The second piece is really the structure of the data. So EHR vendors, we all have different database schemas and we may or may not have an easy way of aligning that data which is why standards become important, but when you look at the quantity of sort of free text that’s out there, how do you move a free text note over appropriately into another system? Modernizing Medicine is all structured how do we take that? Where do we put that? And then how do we serve that up in a way to a physician that actually enables them to consume it and make good decisions off of it.
The one other thing that I’ll note, that I wish it wasn’t just a study in Cures, I wish we were actually going to get some traction and go do it right away, is around the patient identification. That’s a big one.
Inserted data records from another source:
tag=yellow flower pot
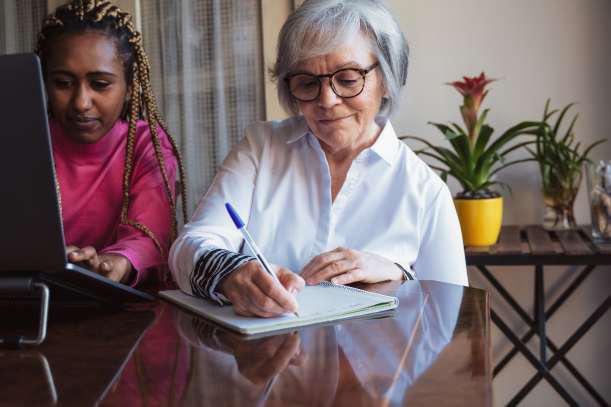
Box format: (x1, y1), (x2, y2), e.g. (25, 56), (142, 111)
(454, 198), (503, 246)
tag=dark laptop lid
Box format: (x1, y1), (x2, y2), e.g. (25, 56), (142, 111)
(0, 54), (67, 271)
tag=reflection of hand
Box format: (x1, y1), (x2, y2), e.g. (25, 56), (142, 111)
(232, 332), (308, 385)
(66, 245), (134, 284)
(299, 247), (403, 285)
(215, 260), (305, 317)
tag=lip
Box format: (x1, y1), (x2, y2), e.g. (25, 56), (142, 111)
(318, 116), (350, 125)
(68, 117), (100, 130)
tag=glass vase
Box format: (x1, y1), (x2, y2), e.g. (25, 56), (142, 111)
(585, 161), (611, 240)
(541, 173), (581, 230)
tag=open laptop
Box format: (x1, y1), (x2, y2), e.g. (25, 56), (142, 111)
(0, 54), (153, 310)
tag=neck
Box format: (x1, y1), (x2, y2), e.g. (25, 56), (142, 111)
(318, 121), (382, 166)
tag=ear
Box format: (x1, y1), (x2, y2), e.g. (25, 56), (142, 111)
(125, 85), (133, 103)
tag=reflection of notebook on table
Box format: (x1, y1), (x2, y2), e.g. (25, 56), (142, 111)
(159, 281), (399, 335)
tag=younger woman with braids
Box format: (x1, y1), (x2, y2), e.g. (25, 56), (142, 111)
(35, 0), (187, 286)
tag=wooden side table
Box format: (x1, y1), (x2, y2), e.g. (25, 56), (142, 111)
(465, 225), (611, 406)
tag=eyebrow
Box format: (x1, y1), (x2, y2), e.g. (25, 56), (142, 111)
(49, 70), (117, 78)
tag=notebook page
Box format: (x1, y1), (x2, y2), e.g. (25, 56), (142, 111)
(159, 285), (396, 332)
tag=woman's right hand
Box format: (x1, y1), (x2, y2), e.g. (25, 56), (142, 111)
(215, 260), (305, 318)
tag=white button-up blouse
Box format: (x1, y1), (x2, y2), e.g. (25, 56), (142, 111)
(169, 116), (468, 301)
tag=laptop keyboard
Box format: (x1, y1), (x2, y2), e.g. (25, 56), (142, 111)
(0, 294), (102, 307)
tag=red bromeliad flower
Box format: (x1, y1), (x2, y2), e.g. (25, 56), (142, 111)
(446, 72), (498, 146)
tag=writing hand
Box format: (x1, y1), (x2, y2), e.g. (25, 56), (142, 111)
(299, 247), (403, 285)
(66, 245), (135, 284)
(215, 260), (305, 318)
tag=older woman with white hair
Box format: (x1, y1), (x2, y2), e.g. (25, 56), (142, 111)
(169, 0), (468, 317)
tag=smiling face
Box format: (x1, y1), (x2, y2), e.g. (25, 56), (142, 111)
(294, 33), (385, 154)
(45, 32), (131, 144)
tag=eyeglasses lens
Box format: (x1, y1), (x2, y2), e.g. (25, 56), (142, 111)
(333, 70), (363, 98)
(289, 69), (365, 102)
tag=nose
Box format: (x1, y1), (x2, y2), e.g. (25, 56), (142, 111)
(72, 84), (93, 113)
(317, 78), (342, 109)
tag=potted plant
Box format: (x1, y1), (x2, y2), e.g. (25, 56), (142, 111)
(526, 99), (606, 230)
(400, 72), (540, 246)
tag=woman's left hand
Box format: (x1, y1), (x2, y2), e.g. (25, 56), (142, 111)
(299, 247), (403, 285)
(66, 245), (134, 284)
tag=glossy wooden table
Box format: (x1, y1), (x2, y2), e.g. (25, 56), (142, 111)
(465, 225), (611, 406)
(0, 281), (492, 407)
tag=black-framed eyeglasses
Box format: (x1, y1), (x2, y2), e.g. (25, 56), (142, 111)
(284, 62), (379, 102)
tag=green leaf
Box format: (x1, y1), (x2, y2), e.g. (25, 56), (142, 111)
(562, 114), (579, 142)
(486, 122), (541, 153)
(473, 109), (490, 147)
(473, 124), (494, 160)
(489, 158), (535, 177)
(501, 140), (537, 157)
(494, 153), (505, 166)
(449, 134), (475, 175)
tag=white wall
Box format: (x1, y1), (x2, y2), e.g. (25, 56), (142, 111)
(388, 0), (611, 406)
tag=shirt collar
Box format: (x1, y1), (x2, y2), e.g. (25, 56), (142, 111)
(371, 116), (399, 165)
(287, 116), (310, 144)
(287, 116), (398, 165)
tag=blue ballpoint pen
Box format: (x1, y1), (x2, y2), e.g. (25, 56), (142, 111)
(225, 203), (299, 316)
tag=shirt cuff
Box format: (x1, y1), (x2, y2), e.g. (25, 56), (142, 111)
(191, 249), (256, 305)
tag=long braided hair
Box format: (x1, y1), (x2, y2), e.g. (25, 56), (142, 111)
(34, 0), (188, 260)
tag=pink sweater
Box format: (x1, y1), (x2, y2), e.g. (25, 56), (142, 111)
(49, 119), (176, 286)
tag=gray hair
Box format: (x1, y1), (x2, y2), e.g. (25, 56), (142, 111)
(269, 0), (409, 117)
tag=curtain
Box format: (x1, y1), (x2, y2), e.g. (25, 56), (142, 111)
(0, 0), (47, 55)
(140, 0), (265, 219)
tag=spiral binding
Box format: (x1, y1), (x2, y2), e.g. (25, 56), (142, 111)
(320, 281), (399, 305)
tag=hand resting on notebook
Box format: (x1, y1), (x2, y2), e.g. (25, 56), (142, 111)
(216, 260), (305, 318)
(299, 247), (403, 285)
(66, 245), (134, 284)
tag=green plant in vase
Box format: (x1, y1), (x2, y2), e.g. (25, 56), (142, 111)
(400, 72), (540, 246)
(526, 99), (606, 229)
(400, 72), (540, 198)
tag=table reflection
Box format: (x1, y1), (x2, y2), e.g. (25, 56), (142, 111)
(160, 281), (463, 406)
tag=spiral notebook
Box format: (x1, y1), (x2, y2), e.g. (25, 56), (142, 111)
(159, 281), (399, 335)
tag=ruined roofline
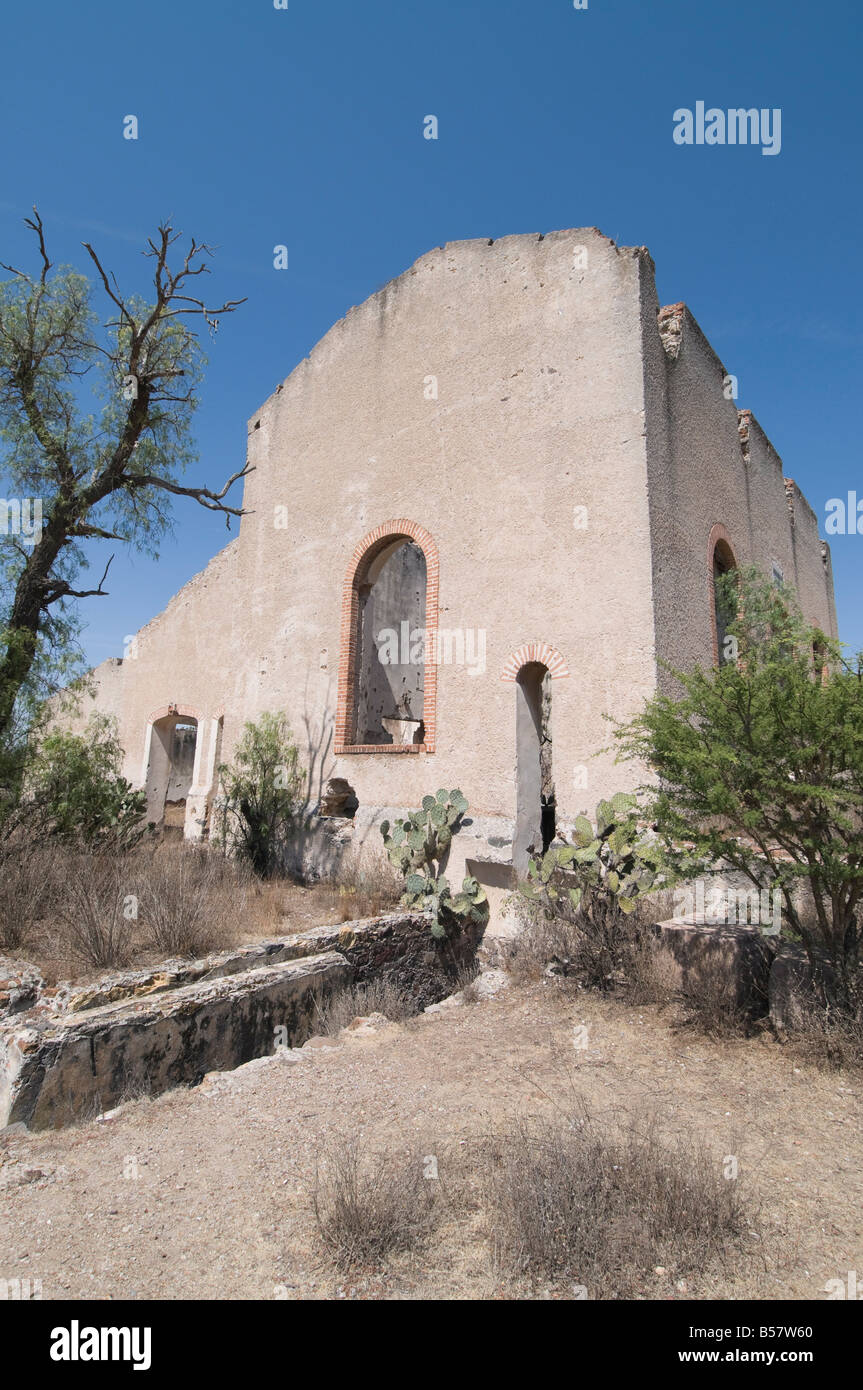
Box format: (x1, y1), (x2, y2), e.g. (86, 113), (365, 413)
(247, 227), (656, 432)
(656, 300), (819, 530)
(127, 535), (239, 653)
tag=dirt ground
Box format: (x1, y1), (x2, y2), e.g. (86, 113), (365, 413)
(0, 983), (863, 1300)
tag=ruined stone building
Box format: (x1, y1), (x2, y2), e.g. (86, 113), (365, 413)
(65, 229), (837, 917)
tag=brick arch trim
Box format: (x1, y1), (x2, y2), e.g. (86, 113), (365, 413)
(707, 521), (737, 666)
(334, 517), (441, 755)
(500, 642), (570, 681)
(147, 705), (204, 724)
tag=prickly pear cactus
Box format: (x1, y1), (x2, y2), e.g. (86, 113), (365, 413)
(520, 792), (670, 916)
(381, 788), (488, 937)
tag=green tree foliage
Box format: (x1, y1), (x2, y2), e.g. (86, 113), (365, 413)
(617, 570), (863, 1012)
(10, 714), (147, 849)
(218, 712), (306, 877)
(381, 788), (488, 938)
(0, 210), (247, 758)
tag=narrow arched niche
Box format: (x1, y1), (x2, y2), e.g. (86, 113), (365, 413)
(513, 662), (556, 874)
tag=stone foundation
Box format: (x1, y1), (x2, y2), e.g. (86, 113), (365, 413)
(0, 913), (479, 1130)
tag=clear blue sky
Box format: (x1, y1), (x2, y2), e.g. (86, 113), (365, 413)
(0, 0), (863, 662)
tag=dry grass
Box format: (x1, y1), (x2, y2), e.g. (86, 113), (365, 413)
(57, 855), (135, 970)
(0, 841), (61, 951)
(0, 837), (396, 984)
(787, 997), (863, 1072)
(317, 976), (420, 1036)
(627, 938), (680, 1008)
(313, 1137), (436, 1270)
(488, 1109), (753, 1298)
(680, 958), (753, 1038)
(133, 848), (253, 956)
(321, 853), (404, 922)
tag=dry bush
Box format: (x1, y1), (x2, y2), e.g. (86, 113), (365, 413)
(133, 847), (244, 956)
(315, 976), (420, 1034)
(0, 840), (63, 951)
(453, 960), (481, 1004)
(500, 908), (580, 984)
(681, 956), (752, 1038)
(625, 937), (681, 1006)
(328, 855), (404, 922)
(486, 1112), (750, 1298)
(58, 855), (135, 970)
(787, 995), (863, 1072)
(313, 1137), (438, 1270)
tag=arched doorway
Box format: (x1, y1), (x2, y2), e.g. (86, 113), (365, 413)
(513, 662), (556, 874)
(710, 527), (737, 666)
(146, 712), (197, 830)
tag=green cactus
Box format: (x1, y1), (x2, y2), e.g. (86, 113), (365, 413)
(518, 792), (677, 988)
(381, 788), (488, 938)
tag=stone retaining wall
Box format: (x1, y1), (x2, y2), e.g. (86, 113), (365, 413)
(0, 912), (477, 1129)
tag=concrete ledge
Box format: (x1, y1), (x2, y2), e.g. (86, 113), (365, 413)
(0, 951), (354, 1130)
(653, 922), (775, 1013)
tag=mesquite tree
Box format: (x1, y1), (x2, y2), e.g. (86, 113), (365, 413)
(617, 570), (863, 1016)
(0, 209), (249, 745)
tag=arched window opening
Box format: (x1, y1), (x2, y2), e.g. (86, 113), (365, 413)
(513, 662), (556, 874)
(334, 517), (439, 755)
(353, 537), (428, 745)
(712, 539), (737, 666)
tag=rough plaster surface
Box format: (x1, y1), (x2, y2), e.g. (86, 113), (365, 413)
(53, 229), (835, 877)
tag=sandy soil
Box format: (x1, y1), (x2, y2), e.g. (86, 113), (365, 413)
(0, 983), (863, 1300)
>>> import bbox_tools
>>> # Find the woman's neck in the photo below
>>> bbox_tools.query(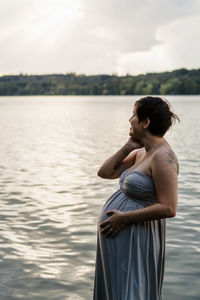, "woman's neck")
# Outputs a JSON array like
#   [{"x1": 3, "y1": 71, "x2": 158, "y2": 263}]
[{"x1": 141, "y1": 134, "x2": 167, "y2": 152}]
If you can’t figure out the right patient and do matching then it kind of doesn’t matter, because I’m not confident that the data I am getting across is for the right patient and it may re-route as it comes across the bridge or you potentially run the risk of getting the wrong data on the wrong patient.
Joe: Which is happening all the time. We had two different people on our show and I just released a blog post this week on that problem and that good news is that there are other efforts with the patient ID not as much teeth as the Cures Act but hopefully we’ll continue to make progress on that after the CHIME National Patient ID Challenge finishes, and we learn really some technical alternatives to solving the real problem versus everybody thinking well that you just create another number like the social security number. I think CHIME was brilliant in creating this challenge in that people really got to come up with solutions in the real world that overcome other communications problems, structure problems, standards problems, for us as we go forward so rather then sending a committee to Washington to design it and have it not work, we’re actually giving a pilot phase with the CHIME National Patient ID Challenge, so kudos to them for that.

Mandy: Yeah I agree I am very excited about that. I think the key is not in another number. We have plenty of numbers associated with patient records and what we need to figure out is how am I “Mandy Long” regardless of where I’m seen. And it probably has to something to do with who I am as Mandy Long and it’s not an arbitrary identifier. So am also very excited to see the outcome of that.
Joe: We’re definitely going to have to bring you back. You have so much great information. I want to tell everyone to go out to, bookmark the site, keep up with the great things Dr. Sherling, Mandy and their team are doing at Modernizing Medicine. There’s new great thought leadership out there almost every week and you won’t regret bookmarking it and keeping up with what they’re doing. Mandy, thanks so much for stopping by. So great to have you!
Mandy: Thank you so much for having me!